Trois femmes vivaient dans un village.

La première était méchante, la deuxième était menteuse, la troisième était égoïste.

Leur village portait un joli nom de jardin. Giverny.

La première habitait dans un grand moulin au bord d’un ruisseau, sur le chemin du Roy ; la deuxième occupait un appartement mansardé au-dessus de l’école, rue Blanche-Hoschedé-Monet ; la troisième vivait chez sa mère, une petite maison dont la peinture aux murs se décollait, rue du Château-d’Eau.

Elles n’avaient pas non plus le même âge. Pas du tout. La première avait plus de quatre-vingts ans et était veuve. Ou presque. La deuxième avait trente-six ans et n’avait jamais trompé son mari. Pour l’instant. La troisième avait onze ans bientôt et tous les garçons de son école voulaient d’elle pour amoureuse. La première s’habillait toujours de noir, la deuxième se maquillait pour son amant, la troisième tressait ses cheveux pour qu’ils volent au vent.

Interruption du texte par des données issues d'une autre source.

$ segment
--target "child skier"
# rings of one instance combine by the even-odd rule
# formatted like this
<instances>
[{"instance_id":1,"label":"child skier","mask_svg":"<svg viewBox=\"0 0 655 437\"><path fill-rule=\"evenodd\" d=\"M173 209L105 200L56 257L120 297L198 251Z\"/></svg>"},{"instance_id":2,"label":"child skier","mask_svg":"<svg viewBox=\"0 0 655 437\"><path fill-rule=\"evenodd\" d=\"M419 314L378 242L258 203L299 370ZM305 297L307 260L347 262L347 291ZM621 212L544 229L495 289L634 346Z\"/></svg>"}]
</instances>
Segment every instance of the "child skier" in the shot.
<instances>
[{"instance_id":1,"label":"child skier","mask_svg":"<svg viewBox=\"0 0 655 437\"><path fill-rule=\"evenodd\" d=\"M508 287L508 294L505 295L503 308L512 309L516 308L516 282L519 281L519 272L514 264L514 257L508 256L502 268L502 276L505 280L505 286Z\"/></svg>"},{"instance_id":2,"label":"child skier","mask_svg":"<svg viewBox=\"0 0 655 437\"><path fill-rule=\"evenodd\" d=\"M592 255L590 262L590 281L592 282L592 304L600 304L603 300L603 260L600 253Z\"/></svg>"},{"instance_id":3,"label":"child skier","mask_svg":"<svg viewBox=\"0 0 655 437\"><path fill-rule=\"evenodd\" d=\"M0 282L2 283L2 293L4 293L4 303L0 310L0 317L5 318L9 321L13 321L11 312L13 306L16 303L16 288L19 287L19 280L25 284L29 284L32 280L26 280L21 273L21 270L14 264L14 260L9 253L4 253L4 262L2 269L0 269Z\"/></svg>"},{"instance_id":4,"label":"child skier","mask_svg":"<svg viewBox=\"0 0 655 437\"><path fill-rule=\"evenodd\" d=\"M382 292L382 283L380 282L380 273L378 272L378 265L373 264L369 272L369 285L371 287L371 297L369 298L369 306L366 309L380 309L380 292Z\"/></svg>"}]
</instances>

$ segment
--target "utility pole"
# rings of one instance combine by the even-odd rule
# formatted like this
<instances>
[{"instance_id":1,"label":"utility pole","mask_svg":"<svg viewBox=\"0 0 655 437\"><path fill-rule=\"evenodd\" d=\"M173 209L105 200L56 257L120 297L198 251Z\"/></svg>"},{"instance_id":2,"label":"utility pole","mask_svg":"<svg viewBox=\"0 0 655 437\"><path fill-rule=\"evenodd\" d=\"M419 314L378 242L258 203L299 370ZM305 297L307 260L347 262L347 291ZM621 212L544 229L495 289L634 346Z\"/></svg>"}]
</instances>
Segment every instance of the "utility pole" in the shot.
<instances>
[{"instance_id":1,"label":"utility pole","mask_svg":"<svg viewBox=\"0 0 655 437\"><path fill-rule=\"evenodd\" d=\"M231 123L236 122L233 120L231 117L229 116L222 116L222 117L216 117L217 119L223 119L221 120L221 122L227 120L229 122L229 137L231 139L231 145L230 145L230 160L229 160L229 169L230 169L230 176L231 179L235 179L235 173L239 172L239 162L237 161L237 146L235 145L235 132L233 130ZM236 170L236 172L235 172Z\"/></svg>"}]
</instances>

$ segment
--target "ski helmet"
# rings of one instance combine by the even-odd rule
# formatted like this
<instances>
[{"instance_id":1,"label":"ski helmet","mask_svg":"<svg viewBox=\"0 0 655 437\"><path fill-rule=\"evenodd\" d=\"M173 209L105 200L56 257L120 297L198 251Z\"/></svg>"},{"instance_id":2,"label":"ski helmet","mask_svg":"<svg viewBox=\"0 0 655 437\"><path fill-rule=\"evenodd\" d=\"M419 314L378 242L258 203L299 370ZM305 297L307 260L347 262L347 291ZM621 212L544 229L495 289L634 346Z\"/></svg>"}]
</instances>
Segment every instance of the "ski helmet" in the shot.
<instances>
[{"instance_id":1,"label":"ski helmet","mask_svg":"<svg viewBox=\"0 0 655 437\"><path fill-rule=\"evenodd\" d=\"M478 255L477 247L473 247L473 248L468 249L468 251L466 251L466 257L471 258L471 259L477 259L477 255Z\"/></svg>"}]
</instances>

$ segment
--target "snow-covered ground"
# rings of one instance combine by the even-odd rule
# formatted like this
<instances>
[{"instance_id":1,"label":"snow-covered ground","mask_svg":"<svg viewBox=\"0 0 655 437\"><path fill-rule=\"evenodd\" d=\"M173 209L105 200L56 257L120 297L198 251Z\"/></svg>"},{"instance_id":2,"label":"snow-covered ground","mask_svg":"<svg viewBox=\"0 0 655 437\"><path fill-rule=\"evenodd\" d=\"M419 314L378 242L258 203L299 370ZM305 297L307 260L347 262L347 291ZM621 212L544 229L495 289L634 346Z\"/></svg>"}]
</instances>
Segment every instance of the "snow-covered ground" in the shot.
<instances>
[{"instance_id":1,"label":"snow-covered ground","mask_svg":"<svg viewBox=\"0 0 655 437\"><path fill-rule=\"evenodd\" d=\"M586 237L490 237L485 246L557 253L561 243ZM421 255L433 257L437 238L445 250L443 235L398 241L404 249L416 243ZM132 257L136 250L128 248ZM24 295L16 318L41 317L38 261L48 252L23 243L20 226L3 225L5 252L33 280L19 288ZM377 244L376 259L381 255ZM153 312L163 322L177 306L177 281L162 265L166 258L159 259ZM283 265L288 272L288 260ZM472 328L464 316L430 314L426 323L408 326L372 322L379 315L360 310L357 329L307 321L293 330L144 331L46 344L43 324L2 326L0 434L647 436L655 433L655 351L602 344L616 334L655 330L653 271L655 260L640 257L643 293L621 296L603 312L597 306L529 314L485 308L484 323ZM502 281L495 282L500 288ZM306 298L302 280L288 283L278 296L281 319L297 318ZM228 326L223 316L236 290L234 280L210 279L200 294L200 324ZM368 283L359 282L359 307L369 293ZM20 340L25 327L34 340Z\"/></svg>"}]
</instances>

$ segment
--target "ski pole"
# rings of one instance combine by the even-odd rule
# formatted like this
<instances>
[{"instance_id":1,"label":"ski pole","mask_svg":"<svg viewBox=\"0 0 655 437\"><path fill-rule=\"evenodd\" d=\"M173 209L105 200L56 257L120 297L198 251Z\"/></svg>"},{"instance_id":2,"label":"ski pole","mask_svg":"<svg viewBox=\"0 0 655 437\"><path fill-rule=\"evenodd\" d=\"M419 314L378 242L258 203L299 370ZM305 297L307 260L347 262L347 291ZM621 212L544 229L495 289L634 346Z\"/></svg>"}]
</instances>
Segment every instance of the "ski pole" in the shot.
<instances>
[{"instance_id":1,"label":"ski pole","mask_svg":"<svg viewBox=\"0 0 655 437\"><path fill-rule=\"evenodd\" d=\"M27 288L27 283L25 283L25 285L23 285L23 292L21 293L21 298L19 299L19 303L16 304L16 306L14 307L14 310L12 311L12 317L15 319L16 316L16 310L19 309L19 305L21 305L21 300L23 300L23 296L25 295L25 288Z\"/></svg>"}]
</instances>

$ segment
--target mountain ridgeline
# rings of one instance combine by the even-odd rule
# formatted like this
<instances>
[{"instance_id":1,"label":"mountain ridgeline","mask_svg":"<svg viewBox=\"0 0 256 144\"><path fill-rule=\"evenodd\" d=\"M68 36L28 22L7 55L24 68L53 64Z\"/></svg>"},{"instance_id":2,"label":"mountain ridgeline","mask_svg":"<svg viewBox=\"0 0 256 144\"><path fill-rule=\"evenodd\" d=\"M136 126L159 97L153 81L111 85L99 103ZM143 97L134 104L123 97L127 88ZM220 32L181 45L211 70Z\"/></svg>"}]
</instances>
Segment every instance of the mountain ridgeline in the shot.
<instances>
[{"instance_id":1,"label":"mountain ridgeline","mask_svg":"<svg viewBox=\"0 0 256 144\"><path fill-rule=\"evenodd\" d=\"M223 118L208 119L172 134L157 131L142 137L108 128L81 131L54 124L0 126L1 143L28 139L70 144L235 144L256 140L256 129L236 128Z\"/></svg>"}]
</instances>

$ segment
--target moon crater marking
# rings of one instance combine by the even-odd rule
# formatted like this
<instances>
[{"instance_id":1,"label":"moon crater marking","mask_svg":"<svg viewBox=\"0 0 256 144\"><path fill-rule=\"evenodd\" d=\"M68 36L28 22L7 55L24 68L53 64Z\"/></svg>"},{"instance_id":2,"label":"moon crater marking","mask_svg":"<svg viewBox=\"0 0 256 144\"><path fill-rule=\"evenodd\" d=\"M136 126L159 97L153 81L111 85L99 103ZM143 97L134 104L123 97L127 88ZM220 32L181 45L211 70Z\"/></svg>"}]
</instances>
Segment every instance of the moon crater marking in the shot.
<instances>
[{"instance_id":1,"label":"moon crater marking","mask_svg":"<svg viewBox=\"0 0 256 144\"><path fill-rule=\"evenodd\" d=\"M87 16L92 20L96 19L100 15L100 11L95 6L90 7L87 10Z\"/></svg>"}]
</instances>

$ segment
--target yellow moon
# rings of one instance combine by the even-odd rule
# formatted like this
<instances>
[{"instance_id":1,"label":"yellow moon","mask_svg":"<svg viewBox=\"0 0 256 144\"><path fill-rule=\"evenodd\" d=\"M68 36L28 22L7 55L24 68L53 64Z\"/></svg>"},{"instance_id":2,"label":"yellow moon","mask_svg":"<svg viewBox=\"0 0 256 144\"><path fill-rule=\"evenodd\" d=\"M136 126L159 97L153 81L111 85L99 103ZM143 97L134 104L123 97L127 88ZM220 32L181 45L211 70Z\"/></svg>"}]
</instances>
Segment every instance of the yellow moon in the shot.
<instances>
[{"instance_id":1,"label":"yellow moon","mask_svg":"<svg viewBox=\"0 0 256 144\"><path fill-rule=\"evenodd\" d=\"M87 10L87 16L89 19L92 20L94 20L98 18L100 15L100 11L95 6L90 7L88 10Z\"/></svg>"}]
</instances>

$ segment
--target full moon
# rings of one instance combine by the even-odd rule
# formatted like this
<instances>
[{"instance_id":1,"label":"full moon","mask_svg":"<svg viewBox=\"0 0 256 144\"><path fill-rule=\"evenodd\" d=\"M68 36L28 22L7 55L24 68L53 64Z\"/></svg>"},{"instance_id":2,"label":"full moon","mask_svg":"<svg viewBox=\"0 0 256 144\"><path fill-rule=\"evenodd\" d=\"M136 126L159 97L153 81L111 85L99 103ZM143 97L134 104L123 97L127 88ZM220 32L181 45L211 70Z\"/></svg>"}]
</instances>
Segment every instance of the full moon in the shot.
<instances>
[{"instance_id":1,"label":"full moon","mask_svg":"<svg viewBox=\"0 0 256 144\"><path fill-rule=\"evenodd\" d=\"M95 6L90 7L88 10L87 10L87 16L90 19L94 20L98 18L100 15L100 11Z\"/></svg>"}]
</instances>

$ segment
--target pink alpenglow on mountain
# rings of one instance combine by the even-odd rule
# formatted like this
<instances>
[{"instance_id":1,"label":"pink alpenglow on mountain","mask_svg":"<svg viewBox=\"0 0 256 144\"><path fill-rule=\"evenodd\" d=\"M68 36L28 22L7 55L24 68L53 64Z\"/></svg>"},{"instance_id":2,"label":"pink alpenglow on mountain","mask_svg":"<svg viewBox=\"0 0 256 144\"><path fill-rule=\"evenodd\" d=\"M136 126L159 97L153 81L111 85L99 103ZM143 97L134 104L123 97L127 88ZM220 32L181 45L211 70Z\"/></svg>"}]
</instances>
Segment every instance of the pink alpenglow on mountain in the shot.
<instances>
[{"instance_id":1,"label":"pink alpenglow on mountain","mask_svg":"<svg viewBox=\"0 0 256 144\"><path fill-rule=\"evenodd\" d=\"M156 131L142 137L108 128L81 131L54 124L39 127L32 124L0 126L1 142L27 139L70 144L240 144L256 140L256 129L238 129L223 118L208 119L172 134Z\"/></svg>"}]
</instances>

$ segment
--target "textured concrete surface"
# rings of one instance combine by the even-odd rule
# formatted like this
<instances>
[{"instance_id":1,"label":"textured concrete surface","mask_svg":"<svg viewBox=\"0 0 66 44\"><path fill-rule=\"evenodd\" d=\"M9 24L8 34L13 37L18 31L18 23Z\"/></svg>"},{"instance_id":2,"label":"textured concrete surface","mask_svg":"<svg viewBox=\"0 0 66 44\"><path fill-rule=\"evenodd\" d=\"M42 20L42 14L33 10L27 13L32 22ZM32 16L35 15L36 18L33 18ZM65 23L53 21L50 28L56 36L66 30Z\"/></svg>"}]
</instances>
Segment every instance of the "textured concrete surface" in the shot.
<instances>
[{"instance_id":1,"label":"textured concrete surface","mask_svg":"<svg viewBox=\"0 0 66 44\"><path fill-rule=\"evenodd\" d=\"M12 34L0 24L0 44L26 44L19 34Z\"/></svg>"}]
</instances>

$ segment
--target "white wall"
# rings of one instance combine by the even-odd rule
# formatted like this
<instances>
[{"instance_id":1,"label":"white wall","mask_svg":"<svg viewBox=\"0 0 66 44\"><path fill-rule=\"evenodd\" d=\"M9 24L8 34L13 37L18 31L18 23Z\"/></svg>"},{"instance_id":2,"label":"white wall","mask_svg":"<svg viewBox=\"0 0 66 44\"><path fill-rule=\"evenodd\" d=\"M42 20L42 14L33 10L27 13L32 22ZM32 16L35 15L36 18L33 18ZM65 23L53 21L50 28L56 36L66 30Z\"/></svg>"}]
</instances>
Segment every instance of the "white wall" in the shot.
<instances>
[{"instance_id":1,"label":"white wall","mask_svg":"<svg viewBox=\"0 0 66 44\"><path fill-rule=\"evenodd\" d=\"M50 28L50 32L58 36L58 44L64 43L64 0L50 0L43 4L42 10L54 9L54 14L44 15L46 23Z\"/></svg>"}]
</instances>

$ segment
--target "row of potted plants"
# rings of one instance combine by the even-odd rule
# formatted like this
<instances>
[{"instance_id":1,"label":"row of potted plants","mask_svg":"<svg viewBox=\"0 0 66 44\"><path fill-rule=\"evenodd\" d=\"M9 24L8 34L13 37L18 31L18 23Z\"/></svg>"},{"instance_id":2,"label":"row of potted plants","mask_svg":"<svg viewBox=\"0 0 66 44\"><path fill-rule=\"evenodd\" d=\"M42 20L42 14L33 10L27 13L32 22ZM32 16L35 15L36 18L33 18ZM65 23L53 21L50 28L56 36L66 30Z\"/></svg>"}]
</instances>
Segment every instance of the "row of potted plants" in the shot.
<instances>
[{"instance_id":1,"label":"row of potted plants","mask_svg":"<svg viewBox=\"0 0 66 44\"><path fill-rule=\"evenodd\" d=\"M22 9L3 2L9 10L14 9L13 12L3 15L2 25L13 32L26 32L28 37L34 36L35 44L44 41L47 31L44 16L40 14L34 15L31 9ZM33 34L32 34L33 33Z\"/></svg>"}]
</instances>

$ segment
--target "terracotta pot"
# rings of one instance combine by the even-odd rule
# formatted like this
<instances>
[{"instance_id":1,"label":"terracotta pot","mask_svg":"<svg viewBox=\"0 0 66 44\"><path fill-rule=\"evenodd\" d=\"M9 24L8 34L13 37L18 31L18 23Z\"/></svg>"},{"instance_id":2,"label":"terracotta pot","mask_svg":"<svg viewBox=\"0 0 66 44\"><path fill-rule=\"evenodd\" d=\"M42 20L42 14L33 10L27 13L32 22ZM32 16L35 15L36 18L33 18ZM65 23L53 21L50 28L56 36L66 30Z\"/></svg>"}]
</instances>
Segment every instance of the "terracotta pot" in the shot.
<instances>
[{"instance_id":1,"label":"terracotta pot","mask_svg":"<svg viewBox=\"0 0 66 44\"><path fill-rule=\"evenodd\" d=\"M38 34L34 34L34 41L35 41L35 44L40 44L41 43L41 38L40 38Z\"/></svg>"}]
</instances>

Vous avez compris. Toutes les trois étaient assez différentes. Elles possédaient pourtant un point commun, un secret, en quelque sorte : toutes les trois rêvaient de partir. Oui, de quitter Giverny, ce si fameux village dont le seul nom donne envie à une foule de gens de traverser le monde entier juste pour s’y promener quelques heures.

Vous savez bien pourquoi. À cause des peintres impressionnistes.

La première, la plus vieille, possédait un joli tableau, la deuxième s’intéressait beaucoup aux artistes, la troisième, la plus jeune, savait bien peindre. Très bien, même.

C’est étrange, vouloir quitter Giverny. Vous ne trouvez pas ? Toutes les trois pensaient que le village était une prison, un grand et beau jardin, mais grillagé. Comme le parc d’un asile. Un trompe-l’œil. Un tableau dont il serait impossible de déborder du cadre. En réalité, la troisième, la plus jeune, cherchait un père. Ailleurs. La deuxième cherchait l’amour. La première, la plus vieille, savait des choses sur les deux autres.

Une fois pourtant, pendant treize jours, pendant treize jours seulement, les grilles du parc s’ouvrirent. Très précisément, du 13 mai au 25 mai 2010. Les grilles de Giverny se levèrent pour elles ! Pour elles seules, c’est ce qu’elles pensaient. Mais la règle était cruelle, une seule d’entre elles pouvait s’échapper. Les deux autres devaient mourir. C’était ainsi.

Ces treize jours défilèrent comme une parenthèse dans leur vie. Trop brève. Cruelle, aussi. Cette parenthèse s’ouvrit par un meurtre, le premier jour, et se termina par un autre, le dernier jour. Bizarrement, les policiers ne s’intéressèrent qu’à la deuxième femme, la plus belle ; la troisième, la plus innocente, dut enquêter toute seule. La première, la plus discrète, put tranquillement surveiller tout le monde. Et même tuer !

Cela dura treize jours. Le temps d’une évasion.

Trois femmes vivaient dans un village.

La troisième était la plus douée, la deuxième était la plus rusée, la première était la plus déterminée.

À votre avis, laquelle parvint à s’échapper ?

La troisième, la plus jeune, s’appelait Fanette Morelle ; la deuxième s’appelait Stéphanie Dupain ; la première, la plus vieille, c’était moi.